Historically, when controls are lifted, the first response is an appreciation, because the trade flows are real and they are there. The capital flows will pick up only when there are opportunities and products. You obviously have some rich people who are prepared for this and ready to go. But the vast majority of people who hold savings need a mechanism to transfer renminbi into another currency. So my guess is we get appreciation and then over time as the capital flow picks up, a depreciation.

My current concern is what I term "lazy talk". When you go to London or the US, everybody thinks that the Asian countries are about five miles apart and have the same economies, and that they operate the same way. What worries me is that as more and more people think through the logic of a renminbi and Asian currency appreciation, it becomes a lazy, fashionable trade and lazy investors get involved, who don't really know why. So we'll get a lot of speculative money washing around in systems which are a bit rigid. And then someone will turn up on Bloomberg with a Korean name and a government connection and will say Korean won overvalued and everyone will run for the exits at the same time.

So what worries me about Asia, is that the logic is powerful but I am concerned about the market dynamic.

The yen and the won are very highly correlated. Do you think that is going to change?

The circumstance in which it might change is if we are wrong and the US economy picks up and is really strong, then Korea will be a bigger beneficiary of that than Japan and that might be enough for the won to appreciate against the yen. But unless that happens, the Koreans and Taiwanese holding the levels of their currencies and waiting to see what the Japanese and Chinese do.

Where do you think the Korean won will appreciate to in the next couple of years?

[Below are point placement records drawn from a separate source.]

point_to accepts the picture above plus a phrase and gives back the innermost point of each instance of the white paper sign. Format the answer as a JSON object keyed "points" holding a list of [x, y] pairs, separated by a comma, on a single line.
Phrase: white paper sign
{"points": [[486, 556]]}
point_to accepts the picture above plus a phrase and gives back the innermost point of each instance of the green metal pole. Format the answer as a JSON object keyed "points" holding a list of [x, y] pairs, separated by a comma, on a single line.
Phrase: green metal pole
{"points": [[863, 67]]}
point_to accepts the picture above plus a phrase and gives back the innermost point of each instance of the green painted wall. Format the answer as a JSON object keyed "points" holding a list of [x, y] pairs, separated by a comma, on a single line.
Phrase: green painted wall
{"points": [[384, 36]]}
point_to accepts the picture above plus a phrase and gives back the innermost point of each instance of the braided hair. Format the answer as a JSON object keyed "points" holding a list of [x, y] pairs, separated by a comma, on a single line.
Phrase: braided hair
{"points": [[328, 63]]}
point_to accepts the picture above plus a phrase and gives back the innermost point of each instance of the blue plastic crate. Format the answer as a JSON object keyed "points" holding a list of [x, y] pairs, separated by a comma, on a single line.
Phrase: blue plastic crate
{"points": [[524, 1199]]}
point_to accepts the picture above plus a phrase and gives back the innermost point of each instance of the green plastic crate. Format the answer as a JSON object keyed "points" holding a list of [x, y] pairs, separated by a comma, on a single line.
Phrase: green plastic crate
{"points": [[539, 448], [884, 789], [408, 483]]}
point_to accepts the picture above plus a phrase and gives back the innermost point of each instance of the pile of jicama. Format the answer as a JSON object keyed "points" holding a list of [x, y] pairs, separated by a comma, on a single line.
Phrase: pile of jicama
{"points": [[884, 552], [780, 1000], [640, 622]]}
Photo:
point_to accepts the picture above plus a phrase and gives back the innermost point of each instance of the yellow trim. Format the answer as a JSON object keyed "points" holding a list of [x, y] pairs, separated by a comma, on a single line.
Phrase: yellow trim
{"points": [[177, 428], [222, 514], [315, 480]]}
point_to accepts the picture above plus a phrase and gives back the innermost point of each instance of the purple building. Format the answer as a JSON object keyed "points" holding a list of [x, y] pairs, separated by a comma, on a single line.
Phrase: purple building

Let's says renminbi and yen appreciate 10%, then the won is going to be 10% stronger. I feel they will all be pretty much the same. I am confident that within two years we are going to have a big adjustment. But I don't know whether it's going to be in 3 months or 18 months.

Is this the flip side of the Asian crisis, where all the Asia currencies devalued?

Yes, and the central banks are trying to restrain the natural appreciation of their currencies. And if this keeps going for 18 months and the central banks in Taiwan and Korea keep intervening and they intervene by selling their currency, and their currency ends up with the banks and the banks end up with surplus liquidity, it becomes a different version of 1997. That money has to go somewhere. It's either going to go into bonds, equities or real estate. And so you are going to create asset price inflation somewhere in the system. That's what I fear.